1. Field of the Invention
The present invention relates to an adaptive headlight system of a vehicle, and more particularly to an adaptive front light system (AFLS) having high heat-dissipation efficiency, which increases heat-dissipation efficiency of a light emitting diode (LED) to improve durability in a headlight, which uses the LED as a light source and has a variable illumination angle according to conditions.
2. Description of Related Art
In general, headlights mounted on a vehicle have fixed illumination angle, and thus always illuminate the road ahead of the vehicle regardless of the driving conditions.
Consequently, the headlights of a vehicle running along a curved road can disturb an oncoming driver's view of the vehicle on the opposite lane (hereinafter, referred to as “oncoming vehicle”), and the driver himself/herself cannot properly secure clear visibility of the driving curved road so that the driver's safety is often jeopardized or endangered.
In order to cope with this situation, there has recently been developed a device that the headlights move in the left or right direction depending on the angle at which the driver turns a steering wheel in order to secure the proper visibility of the driver at night and prevent glaring headlights of the oncoming vehicle.
Furthermore, a vehicle is experiencing a nose-up phenomenon that the front portion of the vehicle is instantaneously raised at the fast acceleration and a nose-down phenomenon that the front portion of the vehicle is instantaneously lowered because of the hard braking. Due to these characteristics of the vehicle, the focus of the headlight can be located above or below the normal position at a moment, which is responsible for the glare of the oncoming vehicle or the driver's poor visibility.

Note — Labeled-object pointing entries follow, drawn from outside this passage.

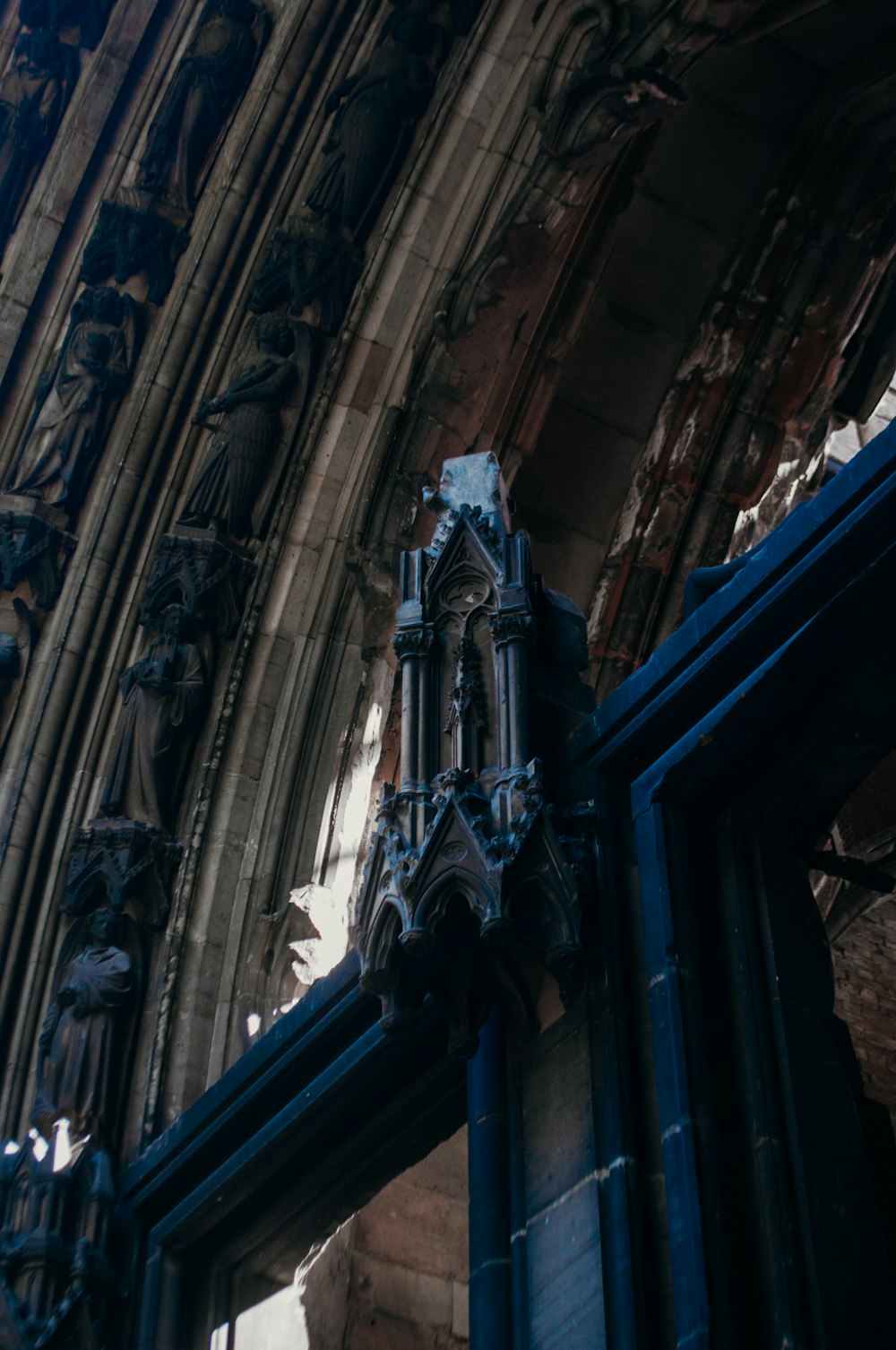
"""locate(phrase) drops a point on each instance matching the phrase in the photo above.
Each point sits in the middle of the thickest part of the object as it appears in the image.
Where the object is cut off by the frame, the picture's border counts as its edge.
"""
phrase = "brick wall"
(864, 967)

FIG. 1 is a schematic view illustrating the heat dissipation structure of an adaptive front light system of the prior art.
As illustrated in FIG. 1, a reflector 20 is mounted in a lamp housing 10, the interior of which is sealed, so as to cause light to be reflected to travel forward the motor vehicle. As illustrated, the reflector 20 is provided with a light source 30 which emits light and a light emitting diode (LED) is frequently used as the light source 30 these days. The LED can be operated with low power and thus provides higher luminous efficiency than a bulb type with a high intensity of illumination. Further, the LED has a high degree of freedom in lamp design due to a smaller size compared with the bulb type, and has a semi-permanent lifespan only if the generated heat can be smoothly cooled down.
However, since the light source 30 using the LED generates a great deal of heat, the luminous efficiency is abruptly lowered without any proper means for the heat dissipation, and thus results in reducing the lifespan. For this reason, the light source 30 can be formed with a heat sink 40 as illustrated in FIG. 1 such that the generated heat from the light source 30 can be dissipated through the heat sink.
Here, the reflector 20 is adapted to rotate around a rotational axle 21 in leftward/rightward direction or in upward/downward direction. This is because the illumination angle of the headlight changes depending on the driving conditions of the vehicle.
For reference, an adaptive front light system (AFLS) refers to a system that adjusts the illumination angle of the headlight in a manner such that the reflector 20 rotates in the left and right direction according to the steering angle or upward and downward direction according to the height of the front portion of the vehicle.
However, since a heat dissipation structure is mounted inside the sealed lamp housing 10 in the adaptive headlight system of the prior art as above mentioned, the generated heat from the light source 30 cannot be properly dissipated outside via the heat sink 40 and is accumulated inside. Accordingly, the heat dissipation performance of the light source 30 gets worse. In detail, since the lamp housing 10 must be sealed to prevent moisture and dust from outside and the reflector 20 is adapted to rotate, the heat sink 40 cannot be installed outside the lamp housing 10 and should move together with the reflector 20. As such, the heat is not properly dissipated through the heat sink 40.
Particularly, this problem becomes more serious when a plurality of LEDs are installed in one lamp housing 10 in order to adjust luminous intensity of the headlight to the level of a high intensity discharge (HID) lamp.
The information disclosed in this Background of the Invention section is only for enhancement of understanding of the general background of the invention and should not be taken as an acknowledgement or any form of suggestion that this information forms the prior art already known to a person skilled in the art.